After class, I followed Chuck to his office. He was heading to the racquetball court, so I escorted him. Along the way, I asked how I could get housing like that ungrateful student. Chuck asked about my circumstances and I answered vaguely. When he cornered me with his questions, I let out my ugly secret that my family was living in our car. Chuck froze and looked at me with much concern. He turned around 180-degrees and we headed back to his office. I proceeded to tell him my story while he listened intently feeding me Kleenex when I cried.

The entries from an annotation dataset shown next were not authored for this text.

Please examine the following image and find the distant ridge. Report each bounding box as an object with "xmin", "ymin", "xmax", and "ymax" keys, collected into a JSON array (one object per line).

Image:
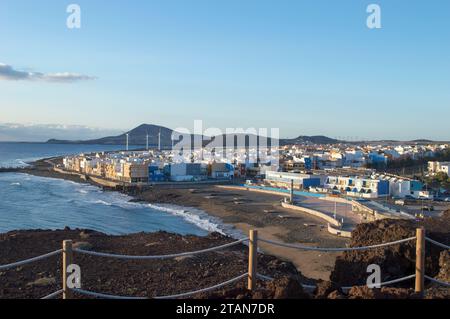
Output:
[
  {"xmin": 47, "ymin": 124, "xmax": 446, "ymax": 149},
  {"xmin": 47, "ymin": 124, "xmax": 339, "ymax": 148}
]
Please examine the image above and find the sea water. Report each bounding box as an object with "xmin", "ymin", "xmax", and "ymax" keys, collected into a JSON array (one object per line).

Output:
[{"xmin": 0, "ymin": 143, "xmax": 232, "ymax": 236}]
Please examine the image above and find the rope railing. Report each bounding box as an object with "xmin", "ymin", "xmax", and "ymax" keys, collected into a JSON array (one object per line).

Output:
[
  {"xmin": 258, "ymin": 274, "xmax": 416, "ymax": 291},
  {"xmin": 0, "ymin": 249, "xmax": 62, "ymax": 270},
  {"xmin": 259, "ymin": 237, "xmax": 416, "ymax": 252},
  {"xmin": 70, "ymin": 288, "xmax": 148, "ymax": 300},
  {"xmin": 73, "ymin": 238, "xmax": 249, "ymax": 260},
  {"xmin": 425, "ymin": 237, "xmax": 450, "ymax": 249},
  {"xmin": 0, "ymin": 228, "xmax": 450, "ymax": 299},
  {"xmin": 425, "ymin": 275, "xmax": 450, "ymax": 288},
  {"xmin": 41, "ymin": 289, "xmax": 63, "ymax": 300},
  {"xmin": 71, "ymin": 273, "xmax": 248, "ymax": 300}
]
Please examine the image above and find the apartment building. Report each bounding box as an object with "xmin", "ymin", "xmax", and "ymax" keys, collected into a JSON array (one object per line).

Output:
[
  {"xmin": 324, "ymin": 176, "xmax": 389, "ymax": 198},
  {"xmin": 428, "ymin": 162, "xmax": 450, "ymax": 177},
  {"xmin": 264, "ymin": 171, "xmax": 322, "ymax": 189}
]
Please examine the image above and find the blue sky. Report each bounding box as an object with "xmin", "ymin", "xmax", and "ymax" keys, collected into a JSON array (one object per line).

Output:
[{"xmin": 0, "ymin": 0, "xmax": 450, "ymax": 140}]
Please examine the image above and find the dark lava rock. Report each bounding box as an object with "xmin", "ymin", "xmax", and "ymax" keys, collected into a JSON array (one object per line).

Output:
[{"xmin": 314, "ymin": 281, "xmax": 342, "ymax": 299}]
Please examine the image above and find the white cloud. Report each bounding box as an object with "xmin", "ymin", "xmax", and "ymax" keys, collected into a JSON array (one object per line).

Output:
[
  {"xmin": 0, "ymin": 63, "xmax": 96, "ymax": 83},
  {"xmin": 0, "ymin": 123, "xmax": 122, "ymax": 142}
]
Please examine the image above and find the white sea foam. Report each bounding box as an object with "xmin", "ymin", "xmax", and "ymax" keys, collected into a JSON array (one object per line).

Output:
[{"xmin": 148, "ymin": 204, "xmax": 245, "ymax": 239}]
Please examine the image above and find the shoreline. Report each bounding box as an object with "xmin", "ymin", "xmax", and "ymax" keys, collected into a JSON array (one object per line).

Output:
[
  {"xmin": 0, "ymin": 161, "xmax": 450, "ymax": 299},
  {"xmin": 1, "ymin": 157, "xmax": 349, "ymax": 280}
]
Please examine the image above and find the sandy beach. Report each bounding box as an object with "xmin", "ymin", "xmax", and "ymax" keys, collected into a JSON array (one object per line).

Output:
[{"xmin": 16, "ymin": 158, "xmax": 349, "ymax": 280}]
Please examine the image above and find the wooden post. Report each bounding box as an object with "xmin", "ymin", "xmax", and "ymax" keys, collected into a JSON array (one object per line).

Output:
[
  {"xmin": 62, "ymin": 240, "xmax": 73, "ymax": 299},
  {"xmin": 415, "ymin": 227, "xmax": 425, "ymax": 297},
  {"xmin": 248, "ymin": 230, "xmax": 258, "ymax": 290},
  {"xmin": 289, "ymin": 179, "xmax": 294, "ymax": 205}
]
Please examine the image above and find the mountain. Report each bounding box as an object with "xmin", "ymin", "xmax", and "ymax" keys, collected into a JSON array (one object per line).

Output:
[
  {"xmin": 280, "ymin": 135, "xmax": 340, "ymax": 145},
  {"xmin": 47, "ymin": 124, "xmax": 339, "ymax": 148},
  {"xmin": 47, "ymin": 124, "xmax": 173, "ymax": 147}
]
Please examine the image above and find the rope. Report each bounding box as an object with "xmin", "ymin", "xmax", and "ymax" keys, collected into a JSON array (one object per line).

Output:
[
  {"xmin": 425, "ymin": 237, "xmax": 450, "ymax": 249},
  {"xmin": 256, "ymin": 274, "xmax": 275, "ymax": 281},
  {"xmin": 342, "ymin": 275, "xmax": 416, "ymax": 290},
  {"xmin": 154, "ymin": 273, "xmax": 248, "ymax": 299},
  {"xmin": 0, "ymin": 249, "xmax": 62, "ymax": 270},
  {"xmin": 71, "ymin": 288, "xmax": 148, "ymax": 300},
  {"xmin": 258, "ymin": 237, "xmax": 416, "ymax": 252},
  {"xmin": 71, "ymin": 273, "xmax": 248, "ymax": 300},
  {"xmin": 425, "ymin": 276, "xmax": 450, "ymax": 287},
  {"xmin": 258, "ymin": 274, "xmax": 416, "ymax": 290},
  {"xmin": 73, "ymin": 238, "xmax": 249, "ymax": 260},
  {"xmin": 41, "ymin": 289, "xmax": 63, "ymax": 300}
]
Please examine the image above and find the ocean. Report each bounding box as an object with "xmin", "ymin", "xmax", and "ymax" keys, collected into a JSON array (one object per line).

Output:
[{"xmin": 0, "ymin": 142, "xmax": 232, "ymax": 236}]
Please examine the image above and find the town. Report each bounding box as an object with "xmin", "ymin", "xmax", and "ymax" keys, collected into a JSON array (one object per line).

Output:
[{"xmin": 62, "ymin": 139, "xmax": 450, "ymax": 200}]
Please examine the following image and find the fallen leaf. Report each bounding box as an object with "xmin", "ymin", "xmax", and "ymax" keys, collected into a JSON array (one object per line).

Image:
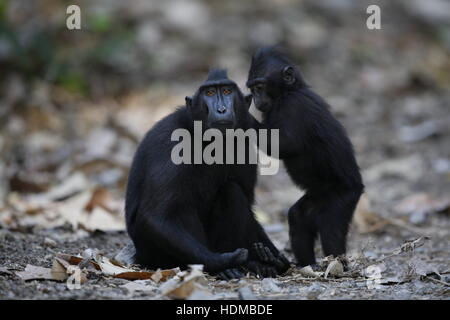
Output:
[
  {"xmin": 394, "ymin": 193, "xmax": 450, "ymax": 214},
  {"xmin": 84, "ymin": 187, "xmax": 121, "ymax": 214},
  {"xmin": 160, "ymin": 265, "xmax": 208, "ymax": 299},
  {"xmin": 121, "ymin": 280, "xmax": 157, "ymax": 294},
  {"xmin": 324, "ymin": 259, "xmax": 344, "ymax": 279},
  {"xmin": 353, "ymin": 193, "xmax": 387, "ymax": 233},
  {"xmin": 16, "ymin": 264, "xmax": 59, "ymax": 281}
]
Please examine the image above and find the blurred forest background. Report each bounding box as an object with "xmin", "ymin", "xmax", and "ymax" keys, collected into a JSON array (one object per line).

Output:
[{"xmin": 0, "ymin": 0, "xmax": 450, "ymax": 298}]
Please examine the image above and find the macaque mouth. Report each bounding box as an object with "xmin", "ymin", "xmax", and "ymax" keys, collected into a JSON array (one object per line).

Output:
[{"xmin": 213, "ymin": 120, "xmax": 233, "ymax": 126}]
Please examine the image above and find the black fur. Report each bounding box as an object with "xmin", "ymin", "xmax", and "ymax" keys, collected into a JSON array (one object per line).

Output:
[
  {"xmin": 125, "ymin": 70, "xmax": 289, "ymax": 278},
  {"xmin": 247, "ymin": 48, "xmax": 364, "ymax": 266}
]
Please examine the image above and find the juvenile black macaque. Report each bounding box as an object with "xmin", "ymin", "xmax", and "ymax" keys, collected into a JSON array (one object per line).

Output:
[
  {"xmin": 125, "ymin": 70, "xmax": 289, "ymax": 279},
  {"xmin": 247, "ymin": 47, "xmax": 364, "ymax": 266}
]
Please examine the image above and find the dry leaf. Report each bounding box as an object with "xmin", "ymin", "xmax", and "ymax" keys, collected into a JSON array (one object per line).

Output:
[
  {"xmin": 84, "ymin": 187, "xmax": 121, "ymax": 214},
  {"xmin": 16, "ymin": 264, "xmax": 55, "ymax": 281},
  {"xmin": 324, "ymin": 259, "xmax": 344, "ymax": 279},
  {"xmin": 353, "ymin": 193, "xmax": 387, "ymax": 233},
  {"xmin": 160, "ymin": 265, "xmax": 208, "ymax": 299},
  {"xmin": 394, "ymin": 193, "xmax": 450, "ymax": 214},
  {"xmin": 121, "ymin": 280, "xmax": 157, "ymax": 294}
]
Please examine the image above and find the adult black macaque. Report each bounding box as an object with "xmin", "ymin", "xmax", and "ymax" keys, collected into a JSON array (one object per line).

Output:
[
  {"xmin": 125, "ymin": 70, "xmax": 289, "ymax": 279},
  {"xmin": 247, "ymin": 47, "xmax": 364, "ymax": 266}
]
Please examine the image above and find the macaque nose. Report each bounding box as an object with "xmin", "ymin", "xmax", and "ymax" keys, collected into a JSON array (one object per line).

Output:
[{"xmin": 217, "ymin": 106, "xmax": 227, "ymax": 114}]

My mom wasn’t working, and I was paying for everything. For whatever reason which I still don’t know, we were evicted from our apartment. We bounced from hotel room to hotel room until I ran out of savings and could only afford to support the car household. It was truly a stressful time, and I still had my school deadlines and job to attend to while my personal life was a mess.
We talked multiple times a week. Chuck would propose possible solutions, but my mom would shoot them down. She didn’t like me talking with Chuck, but I’m glad I continued talking with him as I kept going to school and work.
I graduated from SJCC at the end of the fall semester in 1982 on the Dean’s list with an associate degree in Business Administration. Before leaving campus after my final exam, Chuck provided his phone number so we could continue talking about my situation. Eventually I called, and the dialog continued.
In January 1983, I landed a second part-time job and transferred to SJSU. I enrolled in a Finance class as a Business Management major to attend school part-time while coping with homelessness.
Then I got my break. While driving, my mom hit a man who ran the light. Since he was at fault, she received insurance money to fix the car which I insisted be directed at paying for everything. As she paid for our meager existence, I saved every penny I earned. In talking with Chuck, he pointed out how I needed to think about myself instead of my family because of mom’s passiveness. He sold me on the idea of getting my own apartment. I pushed back hard thinking about my sister who was in junior high school. I felt she was my responsibility, but Chuck showed me it wasn’t true. I started looking and found a studio apartment four blocks away from SJCC.
We had duplicates (2 living rooms, 2 televisions, etc.) of everything from the New York house we sold in public storage that my mom agreed to let me use to furnish my 150 square-foot apartment. Chuck and his son helped me move in for my personal independence day: April 1, 1983.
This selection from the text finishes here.